Bristol

'River of black ooze' is marring Bristol woodland, resident claims

Nightingale Valley in Brislington, Bristol
Image caption The tar barrels are thought to have been dumped in the woodland at the end of World War II

Barrels of tar or oil dumped in Bristol woodlands decades ago can not be removed as the land's owner can not be traced, the council has confirmed.

The metal barrels are thought to have been dumped in Nightingale Valley in Brislington at the end of World War II.

One resident said the rusted drums had created a "river of black ooze" and should be removed.

But Bristol City Council said there was "no evidence of contamination" and it had "no way of contacting the owner".

'Tipped down hill'

Nightingale Valley is a small wooded valley in the Brislington area of the city, following part of the course of a brook.

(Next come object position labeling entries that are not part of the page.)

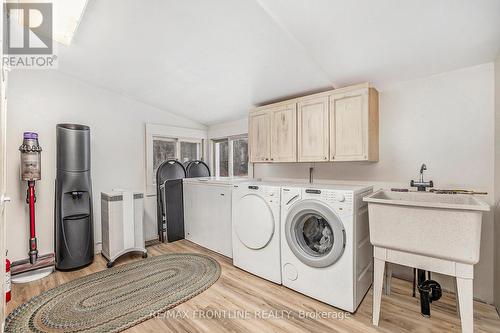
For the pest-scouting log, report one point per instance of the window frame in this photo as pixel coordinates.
(165, 132)
(230, 140)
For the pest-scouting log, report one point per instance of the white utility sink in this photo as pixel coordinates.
(433, 232)
(446, 226)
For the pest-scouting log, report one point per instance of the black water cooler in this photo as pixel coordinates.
(74, 232)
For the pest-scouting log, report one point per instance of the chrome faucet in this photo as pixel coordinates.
(422, 185)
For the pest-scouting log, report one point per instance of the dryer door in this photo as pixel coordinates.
(315, 233)
(253, 221)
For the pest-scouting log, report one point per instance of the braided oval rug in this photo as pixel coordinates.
(117, 298)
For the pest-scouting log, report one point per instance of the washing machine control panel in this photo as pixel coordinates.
(270, 193)
(341, 201)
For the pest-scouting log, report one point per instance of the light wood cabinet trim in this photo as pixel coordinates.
(284, 151)
(269, 152)
(369, 126)
(373, 126)
(259, 153)
(304, 132)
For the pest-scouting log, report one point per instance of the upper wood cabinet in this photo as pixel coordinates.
(273, 134)
(354, 125)
(337, 125)
(312, 129)
(259, 136)
(284, 133)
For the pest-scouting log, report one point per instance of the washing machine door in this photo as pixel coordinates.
(314, 233)
(253, 221)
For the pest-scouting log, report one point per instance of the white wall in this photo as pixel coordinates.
(224, 130)
(446, 121)
(38, 100)
(497, 184)
(229, 128)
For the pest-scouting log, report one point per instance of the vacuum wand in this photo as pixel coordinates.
(30, 172)
(33, 254)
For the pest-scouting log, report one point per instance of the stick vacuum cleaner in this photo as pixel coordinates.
(35, 266)
(31, 172)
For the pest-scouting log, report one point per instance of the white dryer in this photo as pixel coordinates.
(325, 249)
(256, 229)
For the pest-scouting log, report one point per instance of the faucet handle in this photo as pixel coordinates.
(423, 168)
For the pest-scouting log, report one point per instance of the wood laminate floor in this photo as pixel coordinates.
(241, 302)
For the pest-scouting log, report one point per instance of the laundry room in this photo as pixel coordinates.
(255, 166)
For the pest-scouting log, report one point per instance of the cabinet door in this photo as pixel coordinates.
(349, 126)
(284, 134)
(313, 129)
(259, 132)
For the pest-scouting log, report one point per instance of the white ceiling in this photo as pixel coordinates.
(214, 60)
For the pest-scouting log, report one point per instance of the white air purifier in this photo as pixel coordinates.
(122, 228)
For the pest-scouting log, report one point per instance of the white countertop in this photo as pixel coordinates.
(216, 180)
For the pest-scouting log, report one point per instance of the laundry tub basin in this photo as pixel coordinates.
(444, 226)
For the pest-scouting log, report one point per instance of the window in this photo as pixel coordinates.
(163, 149)
(240, 157)
(230, 157)
(164, 142)
(190, 151)
(182, 150)
(221, 158)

"It's along the Brislington Brook where all the barrels and the tar have been tipped down the side of the hill," said resident Darren Joslin.

"There must be 50 odd barrels and they've rusted away and ruptured over the years and it's all gradually oozed out to make a river coming down the hill.

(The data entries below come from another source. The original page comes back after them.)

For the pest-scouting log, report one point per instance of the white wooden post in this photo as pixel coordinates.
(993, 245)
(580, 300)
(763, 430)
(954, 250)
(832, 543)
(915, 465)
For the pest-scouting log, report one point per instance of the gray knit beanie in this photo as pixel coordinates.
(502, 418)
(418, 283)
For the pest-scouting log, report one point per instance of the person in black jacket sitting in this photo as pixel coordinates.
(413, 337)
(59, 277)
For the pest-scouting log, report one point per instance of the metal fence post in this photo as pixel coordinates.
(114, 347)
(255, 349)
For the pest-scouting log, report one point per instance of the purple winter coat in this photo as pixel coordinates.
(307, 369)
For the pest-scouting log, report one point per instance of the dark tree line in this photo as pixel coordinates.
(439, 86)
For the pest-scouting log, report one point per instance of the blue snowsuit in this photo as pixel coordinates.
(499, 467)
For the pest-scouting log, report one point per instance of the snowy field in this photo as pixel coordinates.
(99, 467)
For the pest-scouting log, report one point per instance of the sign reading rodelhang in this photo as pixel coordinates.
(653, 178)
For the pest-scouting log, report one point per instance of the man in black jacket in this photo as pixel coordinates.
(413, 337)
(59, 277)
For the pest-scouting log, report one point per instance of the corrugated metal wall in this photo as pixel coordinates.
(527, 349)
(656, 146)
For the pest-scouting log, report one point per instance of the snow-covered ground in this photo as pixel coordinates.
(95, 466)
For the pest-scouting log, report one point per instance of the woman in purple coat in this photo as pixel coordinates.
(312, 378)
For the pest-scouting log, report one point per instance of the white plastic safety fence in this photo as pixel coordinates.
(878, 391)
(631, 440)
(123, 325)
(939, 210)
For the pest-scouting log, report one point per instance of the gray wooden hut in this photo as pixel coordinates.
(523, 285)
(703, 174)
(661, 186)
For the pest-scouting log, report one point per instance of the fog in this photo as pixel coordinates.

"It's black and nasty and nothing grows through it and it's inches and inches thick in some places where it's running down towards the stream."

Andy Grant, of the Friends of Nightingale Valley, said the land hid a lot more barrels "that you can't see".

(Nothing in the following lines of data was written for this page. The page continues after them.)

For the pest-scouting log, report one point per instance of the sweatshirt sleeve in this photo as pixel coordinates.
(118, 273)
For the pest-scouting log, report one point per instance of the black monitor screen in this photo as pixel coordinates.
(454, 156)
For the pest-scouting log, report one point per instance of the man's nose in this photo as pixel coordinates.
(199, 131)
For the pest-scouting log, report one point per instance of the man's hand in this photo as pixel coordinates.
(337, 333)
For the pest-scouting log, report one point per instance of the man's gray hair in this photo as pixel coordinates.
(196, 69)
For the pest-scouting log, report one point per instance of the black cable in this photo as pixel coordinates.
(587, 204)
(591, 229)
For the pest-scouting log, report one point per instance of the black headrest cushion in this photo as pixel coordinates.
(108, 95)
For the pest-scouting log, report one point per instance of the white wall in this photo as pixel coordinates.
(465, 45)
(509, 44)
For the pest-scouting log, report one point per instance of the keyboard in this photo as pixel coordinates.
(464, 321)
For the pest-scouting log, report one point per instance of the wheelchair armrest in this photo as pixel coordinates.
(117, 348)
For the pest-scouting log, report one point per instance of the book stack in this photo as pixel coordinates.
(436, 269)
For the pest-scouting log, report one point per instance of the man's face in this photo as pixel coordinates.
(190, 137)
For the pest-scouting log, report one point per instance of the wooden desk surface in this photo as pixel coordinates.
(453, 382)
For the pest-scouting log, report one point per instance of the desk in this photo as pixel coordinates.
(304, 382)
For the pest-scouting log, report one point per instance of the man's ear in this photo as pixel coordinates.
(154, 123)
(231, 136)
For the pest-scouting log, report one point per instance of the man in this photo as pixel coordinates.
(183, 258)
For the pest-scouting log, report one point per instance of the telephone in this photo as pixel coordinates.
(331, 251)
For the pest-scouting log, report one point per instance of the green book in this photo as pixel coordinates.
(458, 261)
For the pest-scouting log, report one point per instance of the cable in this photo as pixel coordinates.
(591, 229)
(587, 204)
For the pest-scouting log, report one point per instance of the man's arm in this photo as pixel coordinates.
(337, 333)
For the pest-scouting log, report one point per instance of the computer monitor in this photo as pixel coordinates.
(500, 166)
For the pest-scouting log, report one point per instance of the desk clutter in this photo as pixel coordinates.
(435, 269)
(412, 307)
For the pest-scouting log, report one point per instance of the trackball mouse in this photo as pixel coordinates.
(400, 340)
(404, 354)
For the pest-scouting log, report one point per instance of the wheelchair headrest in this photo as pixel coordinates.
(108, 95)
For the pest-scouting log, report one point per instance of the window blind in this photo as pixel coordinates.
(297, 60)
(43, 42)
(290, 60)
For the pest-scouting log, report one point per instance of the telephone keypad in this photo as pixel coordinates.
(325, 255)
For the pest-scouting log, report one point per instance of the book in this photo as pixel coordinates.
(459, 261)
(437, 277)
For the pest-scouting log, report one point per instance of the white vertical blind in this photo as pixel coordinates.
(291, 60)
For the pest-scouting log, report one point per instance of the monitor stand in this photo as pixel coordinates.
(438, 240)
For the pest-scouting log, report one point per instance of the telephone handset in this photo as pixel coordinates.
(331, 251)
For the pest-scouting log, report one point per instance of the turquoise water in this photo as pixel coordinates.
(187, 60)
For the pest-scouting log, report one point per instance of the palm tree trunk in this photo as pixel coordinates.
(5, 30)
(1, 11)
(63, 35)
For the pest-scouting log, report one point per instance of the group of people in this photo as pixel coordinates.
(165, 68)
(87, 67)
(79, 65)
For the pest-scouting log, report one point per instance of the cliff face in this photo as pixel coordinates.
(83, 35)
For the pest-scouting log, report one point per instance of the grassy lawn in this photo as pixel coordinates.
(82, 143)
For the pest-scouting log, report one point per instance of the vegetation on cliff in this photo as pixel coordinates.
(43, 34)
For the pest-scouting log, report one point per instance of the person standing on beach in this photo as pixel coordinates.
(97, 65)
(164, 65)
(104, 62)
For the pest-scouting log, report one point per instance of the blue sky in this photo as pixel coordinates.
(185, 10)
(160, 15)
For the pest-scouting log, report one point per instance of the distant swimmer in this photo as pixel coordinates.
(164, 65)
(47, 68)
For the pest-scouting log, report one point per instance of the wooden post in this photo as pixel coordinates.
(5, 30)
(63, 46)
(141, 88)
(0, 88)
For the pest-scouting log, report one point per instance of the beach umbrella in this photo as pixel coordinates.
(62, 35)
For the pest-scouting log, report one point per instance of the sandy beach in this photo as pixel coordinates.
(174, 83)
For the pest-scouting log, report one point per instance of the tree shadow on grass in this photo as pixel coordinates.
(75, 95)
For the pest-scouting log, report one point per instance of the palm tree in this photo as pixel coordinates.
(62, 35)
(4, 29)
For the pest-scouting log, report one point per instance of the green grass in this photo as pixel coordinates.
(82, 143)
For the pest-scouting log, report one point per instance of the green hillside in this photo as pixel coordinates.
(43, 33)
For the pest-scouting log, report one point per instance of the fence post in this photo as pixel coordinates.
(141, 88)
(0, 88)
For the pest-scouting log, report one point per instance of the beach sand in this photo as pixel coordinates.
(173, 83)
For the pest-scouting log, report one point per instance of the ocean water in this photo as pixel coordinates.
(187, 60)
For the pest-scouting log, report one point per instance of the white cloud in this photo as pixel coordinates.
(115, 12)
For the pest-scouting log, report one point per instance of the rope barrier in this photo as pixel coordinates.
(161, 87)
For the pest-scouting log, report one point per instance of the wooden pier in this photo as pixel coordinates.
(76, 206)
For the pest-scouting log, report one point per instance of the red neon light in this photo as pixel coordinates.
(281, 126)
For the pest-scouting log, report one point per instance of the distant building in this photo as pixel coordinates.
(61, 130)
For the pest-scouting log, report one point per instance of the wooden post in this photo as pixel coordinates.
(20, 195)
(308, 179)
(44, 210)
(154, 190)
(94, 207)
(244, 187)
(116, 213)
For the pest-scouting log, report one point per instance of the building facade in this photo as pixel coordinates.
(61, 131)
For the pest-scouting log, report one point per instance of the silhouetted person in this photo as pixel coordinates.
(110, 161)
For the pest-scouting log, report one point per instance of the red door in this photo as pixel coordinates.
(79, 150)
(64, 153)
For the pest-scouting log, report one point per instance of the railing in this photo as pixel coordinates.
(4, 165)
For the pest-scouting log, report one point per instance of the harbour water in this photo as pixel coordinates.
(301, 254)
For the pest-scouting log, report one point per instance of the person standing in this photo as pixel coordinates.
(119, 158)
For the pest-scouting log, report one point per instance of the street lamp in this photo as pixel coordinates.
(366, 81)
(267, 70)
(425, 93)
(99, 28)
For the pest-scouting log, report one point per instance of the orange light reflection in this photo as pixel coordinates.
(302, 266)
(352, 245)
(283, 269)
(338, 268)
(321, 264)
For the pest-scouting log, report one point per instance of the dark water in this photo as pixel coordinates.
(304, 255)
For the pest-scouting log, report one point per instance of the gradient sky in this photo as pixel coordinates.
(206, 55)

"There's a lot more under the surface - probably twice as many again," he said.

A Bristol City Council spokeswoman said the authority had been aware of the situation and been monitoring it for "many years".

"The drums are empty and there is no evidence of any contamination of the area or localised oil pollution and no adverse environmental impact," she said.

"We will continue with our monitoring and will, if there has been any change to the situation seek advice from the appropriate authorities."

But the authority also confirmed that the land was "privately owned, but not registered" and the council "had no way of contacting the owner".